On the intersection between BLM and the Palestinian activist movement: “There were a number of agendas that were starting to creep into the Black Lives [Matter] movement that had nothing to do with Black Lives. But they found a way to creep in and they mixed messages. And it was difficult for persons who are caught up in the movement and the pureness of the movement to always decipher and say, “Now, that’s not what we’re about, or are we really agreeing to the same thing? A lot of that happened with the civil rights movement, and so there are lessons, history lessons here for us. But I just think that those persons, who are opportunists, who wanted to create several different agendas, found a way to do it. You also had the defund the police movement, which really did not begin with Black Lives, but it was rolled in, and now it’s almost synonymous in the minds of a lot of people. And that really is unfortunate.”

Opposition to BDS: “But here’s what I say about BDS. I oppose BDS, and I oppose it on legitimate civil rights grounds. I strongly believe in boycott and divestment when it is applicable to a situation that has historically and continues to find a way to oppress people, when we were protesting the de Klerk regime in South Africa — and I started as a young college freshman with the boycott movement on South Africa, and continued as a young city councilman with divesting our funds from South Africa — we were trying to divest our funds from a hideous regime that had existed for hundreds of years. That was not the majority, but rather the minority in South Africa that had oppressed, murdered, killed and jailed so many South Africans, that that was the only way to draw attention to it….That’s not the case in the BDS movement, as I see it. I understand that there are those who will probably attack me and say, “No, it is the same thing.” But I’ve lived long enough. And I’ve been through enough to know that they are two different things. And it has not risen, in my opinion, to the level that the hundreds of years of oppression by the Afrikaners in South Africa against the indigenous population, which was the majority, it’s not risen to that level.”

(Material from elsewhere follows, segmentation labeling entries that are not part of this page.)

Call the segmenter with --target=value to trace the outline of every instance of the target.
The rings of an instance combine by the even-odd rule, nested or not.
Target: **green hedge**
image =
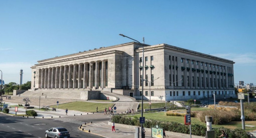
[[[123,116],[120,115],[113,116],[112,120],[115,123],[125,124],[130,125],[140,126],[139,119],[137,117],[134,118]],[[160,127],[166,130],[184,134],[190,134],[189,125],[185,125],[183,124],[174,122],[162,122],[155,120],[146,120],[144,127],[151,128],[155,127],[157,125]],[[215,131],[215,138],[221,134],[221,130],[223,128],[216,128],[214,129]],[[198,124],[193,124],[191,125],[192,134],[197,136],[204,136],[206,130],[206,125]],[[236,129],[231,130],[229,129],[224,129],[225,132],[228,134],[229,138],[249,138],[249,135],[247,134],[246,131],[242,129]]]
[[[34,110],[29,110],[26,111],[26,113],[28,115],[32,116],[37,116],[37,112]]]
[[[3,112],[5,113],[9,113],[9,109],[8,108],[5,108],[3,110]]]

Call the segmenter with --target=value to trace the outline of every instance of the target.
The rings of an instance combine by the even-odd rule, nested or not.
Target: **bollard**
[[[211,122],[212,122],[212,116],[206,116],[206,127],[207,131],[211,130]]]

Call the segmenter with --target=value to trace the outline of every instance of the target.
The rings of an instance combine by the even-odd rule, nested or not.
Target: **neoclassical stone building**
[[[167,44],[142,44],[144,60],[141,45],[131,42],[39,61],[31,67],[32,89],[96,90],[141,99],[144,67],[145,99],[236,96],[233,61]]]

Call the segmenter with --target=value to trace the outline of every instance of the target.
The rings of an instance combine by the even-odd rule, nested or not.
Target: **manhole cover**
[[[34,124],[34,125],[45,125],[46,124],[44,124],[43,123],[41,123],[41,124]]]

On whether he’ll make an endorsement in the primary for the Ohio 11th special election: “Well, I’m not supporting either one. So maybe that makes me the oddball. I don’t know either one. I’d like to get to know both of them. But, you know, the election is just about here. So I haven’t chosen to support anybody. I’d like to support people who I know, not people who I think I know. And so for me, the better thing here is to let the voters decide. I think they’re both very well qualified. And as you said, they have their own set of endorsements….When this is all over, when the smoke clears, on one side or the other, there’s going to have to be some amending and some handing out of carrots to sort of heal over the wounds and to bring us to the point where we can govern together. One of them will be elected. I don’t know which one, but I’m not in that race. And I think more than anything else, I just want the best candidate to come forward, and I trust  the voters of Ohio’s 11th to do that.”

Lightning Round: Favorite Baltimorean of all-time? Supreme Court Justice Thurgood Marshall. Favorite Jewish word or phrase? Chutzpah. Favorite Jewish food? Bagel and lox. Reading recommendation? The Constitution. “Legend has it that Ben Franklin walked out, once the Constitution had been adopted, onto the streets of Philadelphia, and a woman came up to him and said, “Dr. Franklin, Dr. Franklin, what have you given us? Is it a monarchy or a republic?” And he said, “Ma’am, it is a republic, if you can keep it.” Well, we almost lost it on January the 6th . And I think it would behoove all of us to kind of just take a moment or two and look back at what they created in that document and to see how close or how far away we are today.”